Пустынное небо, тронутое зарей, посветлело, и природа пробудилась сразу и шумно: зашелестели травы, протяжно вздохнул кустарник, роняя красные, как ягоды, капли росы, и выкатился большой диск солнца. Высоко в небе парил коршун, вдруг замер, сложив крылья, и черной молнией упал на землю, упал туда, где, выбравшись из норки, в счастливом неведении грелась на солнце и дышала утренней прохладой землеройка. В следующее мгновение, широко и сильно взмахнув крыльями, он снова взвился, держа в когтях землеройку.
Провожая хищника взглядом, Воротаев сказал:
— Уж коли суждена пуля, так пусть наповал.
Кто–то закричал:
— Летят, летят!
Я слишком близорук, чтобы разглядеть возникшие на горизонте точки. Но Воротаев быстро сосчитал, сколько их, и помрачнел: не хватало двух самолетов.
Сделав круг, скользя как бы по незримому скату горы, самолеты пошли на посадку. Они пролетели совсем низко, гоня высокую траву. Аэродром наполнился грохотом и суетой, и ветер поднял сухую, красноватую глинистую пыль.
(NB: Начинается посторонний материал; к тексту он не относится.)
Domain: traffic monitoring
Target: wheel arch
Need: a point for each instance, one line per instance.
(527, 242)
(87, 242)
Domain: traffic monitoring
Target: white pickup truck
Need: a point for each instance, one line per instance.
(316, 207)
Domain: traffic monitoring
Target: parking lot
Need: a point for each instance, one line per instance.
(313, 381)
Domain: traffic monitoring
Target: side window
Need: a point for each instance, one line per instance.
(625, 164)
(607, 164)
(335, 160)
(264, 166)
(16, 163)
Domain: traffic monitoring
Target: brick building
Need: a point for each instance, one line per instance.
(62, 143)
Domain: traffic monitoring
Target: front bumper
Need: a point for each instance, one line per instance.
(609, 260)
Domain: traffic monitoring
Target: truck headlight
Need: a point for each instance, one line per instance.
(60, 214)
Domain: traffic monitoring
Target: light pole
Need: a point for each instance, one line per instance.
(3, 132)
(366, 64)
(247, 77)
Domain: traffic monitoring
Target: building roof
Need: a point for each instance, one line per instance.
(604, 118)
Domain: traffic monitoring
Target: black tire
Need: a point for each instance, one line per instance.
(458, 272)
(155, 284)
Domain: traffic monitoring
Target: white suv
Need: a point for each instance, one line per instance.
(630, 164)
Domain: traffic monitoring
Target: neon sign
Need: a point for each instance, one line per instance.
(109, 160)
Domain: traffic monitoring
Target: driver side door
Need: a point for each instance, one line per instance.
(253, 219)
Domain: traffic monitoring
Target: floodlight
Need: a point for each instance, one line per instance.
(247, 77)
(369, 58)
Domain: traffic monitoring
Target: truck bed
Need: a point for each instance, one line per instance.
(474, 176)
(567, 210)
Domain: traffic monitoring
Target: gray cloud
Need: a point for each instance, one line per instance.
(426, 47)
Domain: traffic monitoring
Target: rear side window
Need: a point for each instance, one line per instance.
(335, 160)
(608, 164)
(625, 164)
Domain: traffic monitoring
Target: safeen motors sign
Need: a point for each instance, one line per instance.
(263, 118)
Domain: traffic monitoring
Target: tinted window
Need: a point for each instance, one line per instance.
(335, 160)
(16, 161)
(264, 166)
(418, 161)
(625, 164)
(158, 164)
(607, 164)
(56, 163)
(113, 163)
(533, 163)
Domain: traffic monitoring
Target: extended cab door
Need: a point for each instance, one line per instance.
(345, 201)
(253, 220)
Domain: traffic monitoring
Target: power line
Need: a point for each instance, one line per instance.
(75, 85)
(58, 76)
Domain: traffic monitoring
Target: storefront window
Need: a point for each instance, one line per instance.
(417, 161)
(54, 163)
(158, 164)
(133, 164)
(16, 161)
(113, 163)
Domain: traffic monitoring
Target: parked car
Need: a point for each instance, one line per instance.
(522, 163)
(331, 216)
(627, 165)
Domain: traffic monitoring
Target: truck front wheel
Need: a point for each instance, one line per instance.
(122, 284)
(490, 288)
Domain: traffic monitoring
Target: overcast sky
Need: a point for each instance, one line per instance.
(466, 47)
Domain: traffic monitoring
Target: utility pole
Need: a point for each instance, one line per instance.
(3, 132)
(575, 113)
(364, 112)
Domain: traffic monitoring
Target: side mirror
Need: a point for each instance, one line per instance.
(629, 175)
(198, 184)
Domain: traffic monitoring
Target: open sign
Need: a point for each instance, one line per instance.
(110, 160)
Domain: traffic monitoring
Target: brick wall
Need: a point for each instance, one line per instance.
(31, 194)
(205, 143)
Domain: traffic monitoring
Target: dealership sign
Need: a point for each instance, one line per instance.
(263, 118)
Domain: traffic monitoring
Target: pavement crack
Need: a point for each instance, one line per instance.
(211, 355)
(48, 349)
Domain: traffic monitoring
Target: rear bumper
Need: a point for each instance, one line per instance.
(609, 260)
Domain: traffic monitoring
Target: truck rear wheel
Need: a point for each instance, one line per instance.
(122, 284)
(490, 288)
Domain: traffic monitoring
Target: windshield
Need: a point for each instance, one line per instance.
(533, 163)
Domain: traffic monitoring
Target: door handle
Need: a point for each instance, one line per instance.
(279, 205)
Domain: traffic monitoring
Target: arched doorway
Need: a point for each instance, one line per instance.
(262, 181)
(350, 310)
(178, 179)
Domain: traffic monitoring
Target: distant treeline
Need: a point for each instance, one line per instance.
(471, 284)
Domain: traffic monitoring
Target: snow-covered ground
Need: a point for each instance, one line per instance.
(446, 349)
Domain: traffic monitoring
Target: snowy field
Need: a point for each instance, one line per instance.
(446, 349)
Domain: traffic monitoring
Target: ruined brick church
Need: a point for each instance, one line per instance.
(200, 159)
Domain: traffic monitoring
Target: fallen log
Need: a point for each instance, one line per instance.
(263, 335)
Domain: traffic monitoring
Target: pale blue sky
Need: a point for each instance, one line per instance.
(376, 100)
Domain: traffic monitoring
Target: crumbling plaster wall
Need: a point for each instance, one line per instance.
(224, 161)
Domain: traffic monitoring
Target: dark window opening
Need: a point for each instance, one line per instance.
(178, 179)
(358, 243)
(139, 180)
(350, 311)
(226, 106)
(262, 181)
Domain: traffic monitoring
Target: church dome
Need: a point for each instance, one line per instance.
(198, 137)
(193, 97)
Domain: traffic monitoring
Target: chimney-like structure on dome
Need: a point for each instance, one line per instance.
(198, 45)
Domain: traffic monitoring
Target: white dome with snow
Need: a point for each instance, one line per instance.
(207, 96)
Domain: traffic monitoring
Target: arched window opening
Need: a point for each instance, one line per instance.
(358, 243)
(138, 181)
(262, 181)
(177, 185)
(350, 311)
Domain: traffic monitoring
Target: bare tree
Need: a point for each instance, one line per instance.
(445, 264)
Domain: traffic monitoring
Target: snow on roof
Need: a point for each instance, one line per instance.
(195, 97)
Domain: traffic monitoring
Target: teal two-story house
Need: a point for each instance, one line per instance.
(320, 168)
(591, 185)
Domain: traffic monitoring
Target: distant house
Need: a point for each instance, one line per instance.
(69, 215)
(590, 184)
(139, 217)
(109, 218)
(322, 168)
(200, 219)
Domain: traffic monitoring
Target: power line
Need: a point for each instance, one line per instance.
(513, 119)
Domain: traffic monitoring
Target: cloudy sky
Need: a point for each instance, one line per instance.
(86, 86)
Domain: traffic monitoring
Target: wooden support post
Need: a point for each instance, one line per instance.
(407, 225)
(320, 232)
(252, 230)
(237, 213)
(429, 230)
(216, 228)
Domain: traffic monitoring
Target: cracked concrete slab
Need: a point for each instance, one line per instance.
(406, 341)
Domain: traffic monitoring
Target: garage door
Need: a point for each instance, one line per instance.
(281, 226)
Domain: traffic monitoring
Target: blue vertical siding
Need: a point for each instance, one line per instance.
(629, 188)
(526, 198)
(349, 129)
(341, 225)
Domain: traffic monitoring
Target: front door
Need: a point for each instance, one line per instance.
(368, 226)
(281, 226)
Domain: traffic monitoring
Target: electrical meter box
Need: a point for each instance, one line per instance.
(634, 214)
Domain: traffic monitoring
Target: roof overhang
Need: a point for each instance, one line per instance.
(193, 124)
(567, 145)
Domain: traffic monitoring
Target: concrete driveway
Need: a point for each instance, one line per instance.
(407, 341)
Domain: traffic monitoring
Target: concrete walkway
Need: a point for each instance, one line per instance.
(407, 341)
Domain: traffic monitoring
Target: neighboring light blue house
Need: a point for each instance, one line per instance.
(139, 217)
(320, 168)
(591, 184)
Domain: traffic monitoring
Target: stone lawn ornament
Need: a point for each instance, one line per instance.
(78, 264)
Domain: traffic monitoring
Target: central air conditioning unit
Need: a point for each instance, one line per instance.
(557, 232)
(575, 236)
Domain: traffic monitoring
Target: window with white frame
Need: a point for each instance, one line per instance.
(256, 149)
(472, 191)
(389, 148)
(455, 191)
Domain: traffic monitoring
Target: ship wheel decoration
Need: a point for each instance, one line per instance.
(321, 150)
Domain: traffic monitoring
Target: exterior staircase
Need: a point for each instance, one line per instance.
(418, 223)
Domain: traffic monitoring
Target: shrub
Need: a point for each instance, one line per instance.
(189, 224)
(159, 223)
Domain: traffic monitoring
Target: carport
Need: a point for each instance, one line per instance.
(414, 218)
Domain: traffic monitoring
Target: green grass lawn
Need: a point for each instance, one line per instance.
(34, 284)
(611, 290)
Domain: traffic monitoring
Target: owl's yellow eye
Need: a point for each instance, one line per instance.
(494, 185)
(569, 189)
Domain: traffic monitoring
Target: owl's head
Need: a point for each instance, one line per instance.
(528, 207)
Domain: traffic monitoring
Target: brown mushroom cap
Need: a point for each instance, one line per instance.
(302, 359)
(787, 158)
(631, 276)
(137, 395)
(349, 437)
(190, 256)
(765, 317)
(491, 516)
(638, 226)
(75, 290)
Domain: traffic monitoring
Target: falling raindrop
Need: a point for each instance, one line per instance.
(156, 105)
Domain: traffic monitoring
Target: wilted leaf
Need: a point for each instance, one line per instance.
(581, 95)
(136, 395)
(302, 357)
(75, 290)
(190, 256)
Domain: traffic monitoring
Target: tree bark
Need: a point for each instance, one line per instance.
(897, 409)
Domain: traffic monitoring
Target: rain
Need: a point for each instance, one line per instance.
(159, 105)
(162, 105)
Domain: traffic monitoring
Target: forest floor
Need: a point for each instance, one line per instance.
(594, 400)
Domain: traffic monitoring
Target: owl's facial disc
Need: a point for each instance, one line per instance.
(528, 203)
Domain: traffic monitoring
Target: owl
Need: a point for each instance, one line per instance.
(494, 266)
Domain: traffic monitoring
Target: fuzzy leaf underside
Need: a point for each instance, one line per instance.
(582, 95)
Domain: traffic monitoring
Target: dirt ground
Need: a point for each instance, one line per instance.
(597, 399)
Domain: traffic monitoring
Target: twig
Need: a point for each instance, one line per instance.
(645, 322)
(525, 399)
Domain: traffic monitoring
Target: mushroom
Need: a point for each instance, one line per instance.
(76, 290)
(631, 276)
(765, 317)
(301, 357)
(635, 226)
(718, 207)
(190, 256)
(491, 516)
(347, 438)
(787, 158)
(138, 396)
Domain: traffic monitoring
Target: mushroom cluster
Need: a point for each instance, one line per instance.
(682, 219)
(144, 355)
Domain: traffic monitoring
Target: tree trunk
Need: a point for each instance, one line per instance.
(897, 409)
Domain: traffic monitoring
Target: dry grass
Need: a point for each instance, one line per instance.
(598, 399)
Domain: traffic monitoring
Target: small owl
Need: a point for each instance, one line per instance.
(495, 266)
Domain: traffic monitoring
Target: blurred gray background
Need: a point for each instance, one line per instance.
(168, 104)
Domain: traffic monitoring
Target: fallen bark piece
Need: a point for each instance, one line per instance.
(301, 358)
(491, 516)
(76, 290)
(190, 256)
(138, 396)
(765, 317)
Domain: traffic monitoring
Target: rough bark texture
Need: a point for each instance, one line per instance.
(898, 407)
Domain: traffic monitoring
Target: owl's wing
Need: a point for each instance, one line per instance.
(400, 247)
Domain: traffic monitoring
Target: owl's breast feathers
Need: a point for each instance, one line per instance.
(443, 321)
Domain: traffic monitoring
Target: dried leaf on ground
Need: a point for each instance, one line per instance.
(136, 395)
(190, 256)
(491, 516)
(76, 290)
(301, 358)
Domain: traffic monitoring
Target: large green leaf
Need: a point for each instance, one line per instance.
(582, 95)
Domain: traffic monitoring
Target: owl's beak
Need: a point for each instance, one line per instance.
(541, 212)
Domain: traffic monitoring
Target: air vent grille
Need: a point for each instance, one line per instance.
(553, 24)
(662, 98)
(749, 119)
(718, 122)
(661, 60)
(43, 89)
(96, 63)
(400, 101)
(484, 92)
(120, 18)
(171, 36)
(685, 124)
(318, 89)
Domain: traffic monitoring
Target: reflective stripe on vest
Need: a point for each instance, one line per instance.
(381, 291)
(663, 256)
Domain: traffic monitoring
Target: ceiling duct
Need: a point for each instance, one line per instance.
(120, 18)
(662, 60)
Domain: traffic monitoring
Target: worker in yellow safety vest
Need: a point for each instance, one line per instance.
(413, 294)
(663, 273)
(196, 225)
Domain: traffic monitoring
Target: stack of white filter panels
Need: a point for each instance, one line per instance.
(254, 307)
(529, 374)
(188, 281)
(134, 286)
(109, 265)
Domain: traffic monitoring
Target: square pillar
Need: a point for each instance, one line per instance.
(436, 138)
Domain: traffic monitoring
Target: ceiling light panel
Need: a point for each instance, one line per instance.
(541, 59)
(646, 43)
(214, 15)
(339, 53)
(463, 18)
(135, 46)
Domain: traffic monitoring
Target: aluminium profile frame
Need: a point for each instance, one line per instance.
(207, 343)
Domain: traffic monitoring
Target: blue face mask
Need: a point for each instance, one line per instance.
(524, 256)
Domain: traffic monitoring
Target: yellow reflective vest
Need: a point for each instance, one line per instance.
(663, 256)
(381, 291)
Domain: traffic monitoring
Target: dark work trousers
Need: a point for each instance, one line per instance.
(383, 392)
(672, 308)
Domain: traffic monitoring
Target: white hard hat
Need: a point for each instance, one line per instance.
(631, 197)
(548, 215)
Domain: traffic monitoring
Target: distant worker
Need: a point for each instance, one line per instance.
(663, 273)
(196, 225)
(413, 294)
Большие сухопутные машины, издали похожие на огромных стрекоз, были все изранены. Эти рваные раны на металле как нельзя выразительнее говорили о тяжелом труде, опасностях и превратностях войны.
Пока штурманы докладывали о результатах бомбежки, затем сбрасывали грузные, неуклюжие комбинезоны, вылупляясь как бы из меховой шкуры, мы не спускали глаз с неба — не покажутся ли Кирьянов и Якушев.
Воротаев был молчалив и озабочен.
Было еще рано, а уже чувствовалась в воздухе близость июльской степной духоты. Еще пахло мятным холодком трав, а когда налетал ветерок, пробивался теплый запах уже разогретого песка.
Глухо, прерывисто, далеко зарокотал самолет, сообщив сердцу волнение и надежду. Самолет снижался рывками, он точно падал, как если бы им управлял человек почти в бессознательном состоянии. Оно так и было. Якушева извлекли из кабины полумертвого от потери крови. Видел ли он Кирьянова? Да, видел. Они вместе устраивали в Плоешти иллюминацию. Якушев еще пытался острить, хотя голос его едва звучал. Потом над морем на Якушева напали истребители и стали прижимать его к воде, чтобы утопить. Он уже видел, как со всех сторон сбегаются барашки к тому месту, куда вот–вот упадет его тяжелая сухопутная машина. Спасибо, Кирьянов выручил… Якушев совсем ослаб, он терял сознание. Его увезли.
Мы тягостно молчали. Мы шли к выходу, поминутно оглядываясь. Мы еще издали увидели Веру, она неподвижно стояла на старом месте, у шлагбаума, ожидая нас.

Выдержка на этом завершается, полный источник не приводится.